The September 2010-January 2012 study included 2,282 families (with more than 5,000 children) living in emergency shelters for seven or more days in 12 communities representing a mix of geographic locations, sizes, and housing and labor market conditions. Its purpose: Assess a variety of housing and service interventions for their effects on housing stability, family preservation, self-sufficiency, and adult-child wellbeing. It looked at three interventions: “permanent” housing subsidies (Section 8 “housing choice” vouchers for as long as families met eligibility requirements); transitional housing for up to 24 months that included broad psycho-social services; and temporary rapid-re-housing subsidies with more limited housing and employment assistance. A fourth “usual care” group of families was expected to seek housing and services on their own.
Marybeth Shinn and Scott R. Brown of Vanderbilt University and Daniel Gubits of Abt Associates analyzed data from this study to determine the extent to which housing subsidies and other interventions reduce family separations (children from parents and adult partners from each other), and the predictors of such separations. They hypothesized that where family separations are caused by financial hardship and housing instability—which they determined using a scale that measures families’ abilities to pay rent and medical care among other necessities—housing
subsidies would ameliorate those problems and reduce separations. They also hypothesized that where separations are due to psychosocial challenges experienced by parents, transitional housing, which offers services directed toward these challenges, would reduce them, and that lower levels of alcohol dependence, drug abuse, and domestic violence would reduce separations.

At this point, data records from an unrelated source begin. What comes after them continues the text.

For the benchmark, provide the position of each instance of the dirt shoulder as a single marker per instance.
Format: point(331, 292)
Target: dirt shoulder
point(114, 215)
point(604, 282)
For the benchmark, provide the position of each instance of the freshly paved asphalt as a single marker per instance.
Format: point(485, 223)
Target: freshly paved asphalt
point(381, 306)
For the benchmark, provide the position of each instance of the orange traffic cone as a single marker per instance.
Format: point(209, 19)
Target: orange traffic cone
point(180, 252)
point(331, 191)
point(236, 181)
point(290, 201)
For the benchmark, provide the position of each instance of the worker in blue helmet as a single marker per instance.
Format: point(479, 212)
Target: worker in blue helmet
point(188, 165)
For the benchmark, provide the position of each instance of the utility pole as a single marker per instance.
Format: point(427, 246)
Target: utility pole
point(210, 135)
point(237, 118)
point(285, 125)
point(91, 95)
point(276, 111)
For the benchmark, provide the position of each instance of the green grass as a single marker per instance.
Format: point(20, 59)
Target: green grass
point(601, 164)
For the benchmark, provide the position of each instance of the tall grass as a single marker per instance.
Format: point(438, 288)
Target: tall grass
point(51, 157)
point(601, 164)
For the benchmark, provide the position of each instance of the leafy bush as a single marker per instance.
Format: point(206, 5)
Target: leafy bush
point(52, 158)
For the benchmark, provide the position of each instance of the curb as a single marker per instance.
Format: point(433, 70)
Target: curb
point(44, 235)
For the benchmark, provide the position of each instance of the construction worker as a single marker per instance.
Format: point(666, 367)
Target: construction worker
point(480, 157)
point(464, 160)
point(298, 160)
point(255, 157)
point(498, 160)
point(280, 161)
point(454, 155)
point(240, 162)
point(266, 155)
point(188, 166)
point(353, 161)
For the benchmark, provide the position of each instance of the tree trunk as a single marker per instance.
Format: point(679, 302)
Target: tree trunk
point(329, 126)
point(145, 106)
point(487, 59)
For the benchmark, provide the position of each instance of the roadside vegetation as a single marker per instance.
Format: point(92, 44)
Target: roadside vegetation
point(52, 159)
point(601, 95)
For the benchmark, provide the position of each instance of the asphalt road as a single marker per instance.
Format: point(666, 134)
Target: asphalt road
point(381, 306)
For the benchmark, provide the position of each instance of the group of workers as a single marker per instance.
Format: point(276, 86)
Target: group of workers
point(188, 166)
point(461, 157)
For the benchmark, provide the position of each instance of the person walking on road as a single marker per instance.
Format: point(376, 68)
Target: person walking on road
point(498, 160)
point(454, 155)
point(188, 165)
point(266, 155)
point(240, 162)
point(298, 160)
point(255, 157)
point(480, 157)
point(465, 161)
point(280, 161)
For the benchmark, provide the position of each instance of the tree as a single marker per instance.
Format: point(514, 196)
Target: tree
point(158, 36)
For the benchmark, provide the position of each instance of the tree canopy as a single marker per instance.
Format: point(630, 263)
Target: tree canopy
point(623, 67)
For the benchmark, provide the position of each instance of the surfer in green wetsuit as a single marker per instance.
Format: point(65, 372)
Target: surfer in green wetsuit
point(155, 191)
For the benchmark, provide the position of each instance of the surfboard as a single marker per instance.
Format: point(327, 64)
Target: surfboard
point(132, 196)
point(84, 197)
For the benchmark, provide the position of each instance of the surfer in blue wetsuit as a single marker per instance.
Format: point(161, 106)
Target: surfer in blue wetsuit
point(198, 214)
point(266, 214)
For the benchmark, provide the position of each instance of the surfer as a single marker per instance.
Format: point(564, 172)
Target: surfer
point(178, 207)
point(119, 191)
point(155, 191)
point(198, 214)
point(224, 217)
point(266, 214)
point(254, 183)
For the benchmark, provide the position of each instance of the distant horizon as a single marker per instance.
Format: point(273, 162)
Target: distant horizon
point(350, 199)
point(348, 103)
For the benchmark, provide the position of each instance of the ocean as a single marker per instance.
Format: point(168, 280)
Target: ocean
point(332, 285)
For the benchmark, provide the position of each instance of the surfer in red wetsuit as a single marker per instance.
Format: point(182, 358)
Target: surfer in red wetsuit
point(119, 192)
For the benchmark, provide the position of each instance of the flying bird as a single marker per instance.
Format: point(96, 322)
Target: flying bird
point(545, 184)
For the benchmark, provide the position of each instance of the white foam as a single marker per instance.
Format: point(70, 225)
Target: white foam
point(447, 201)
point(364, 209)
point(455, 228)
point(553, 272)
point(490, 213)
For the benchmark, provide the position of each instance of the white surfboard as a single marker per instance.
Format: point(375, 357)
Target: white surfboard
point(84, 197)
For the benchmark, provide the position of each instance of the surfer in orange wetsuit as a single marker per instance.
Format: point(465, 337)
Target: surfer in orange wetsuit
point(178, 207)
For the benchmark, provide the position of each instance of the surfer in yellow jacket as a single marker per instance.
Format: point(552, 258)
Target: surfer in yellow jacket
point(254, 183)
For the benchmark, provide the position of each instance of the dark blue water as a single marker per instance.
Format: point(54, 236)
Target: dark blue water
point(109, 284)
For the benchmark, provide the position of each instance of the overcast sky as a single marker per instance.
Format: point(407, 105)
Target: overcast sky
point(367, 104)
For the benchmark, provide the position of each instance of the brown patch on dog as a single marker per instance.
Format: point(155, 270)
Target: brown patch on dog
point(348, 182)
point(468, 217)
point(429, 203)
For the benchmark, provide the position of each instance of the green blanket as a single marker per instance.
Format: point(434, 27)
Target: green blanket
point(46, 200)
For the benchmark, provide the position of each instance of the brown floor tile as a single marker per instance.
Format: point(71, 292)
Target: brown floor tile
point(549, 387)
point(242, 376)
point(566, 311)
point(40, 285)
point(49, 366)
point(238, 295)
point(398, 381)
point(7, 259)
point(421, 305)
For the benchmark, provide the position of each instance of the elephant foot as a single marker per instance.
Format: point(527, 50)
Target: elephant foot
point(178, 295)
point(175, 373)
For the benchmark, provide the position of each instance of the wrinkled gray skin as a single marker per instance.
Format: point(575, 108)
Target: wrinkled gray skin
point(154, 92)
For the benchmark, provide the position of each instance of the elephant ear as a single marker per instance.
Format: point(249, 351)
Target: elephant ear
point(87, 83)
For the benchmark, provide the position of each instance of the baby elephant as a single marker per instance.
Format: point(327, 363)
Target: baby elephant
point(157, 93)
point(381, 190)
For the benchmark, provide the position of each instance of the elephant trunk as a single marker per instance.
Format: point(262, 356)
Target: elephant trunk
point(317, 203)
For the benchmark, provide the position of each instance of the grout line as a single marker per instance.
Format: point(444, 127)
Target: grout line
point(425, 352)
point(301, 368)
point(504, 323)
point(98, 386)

Their findings, published in a December 2016 article in the American Journal of Community Psychology, “Can Housing and Service Interventions Reduce Family Separations for Families Who Experience Homelessness?” suggest that housing vouchers reduce child separations for all indicators except substance abuse. Permanent subsidies, in fact, appeared to have the most significant impact relative to other interventions in cutting rates of child separations and foster care placement; they also significantly reduced such precursors to child separations as subsequent episodes of homelessness and intimate partner violence.
As in previous studies of families experiencing homelessness, they found separations of parents from children and partners to be “rampant.” But for families receiving the housing voucher, the rate of child separations was sharply lowered (9.8% as opposed to 16.9% in the usual care group), and the rate of foster care placements dropped by more than two-thirds (1.4% in the permanent subsidy group versus 5% in the usual care group).
Transitional housing did not reduce rates of family separations, suggesting to the researchers that ending homelessness with housing vouchers was more important than providing services while families remained homeless. Housing stability provided by long-term vouchers often succeeds not only in preventing homelessness, but also in preventing child separations. However, no intervention reduced partner separations.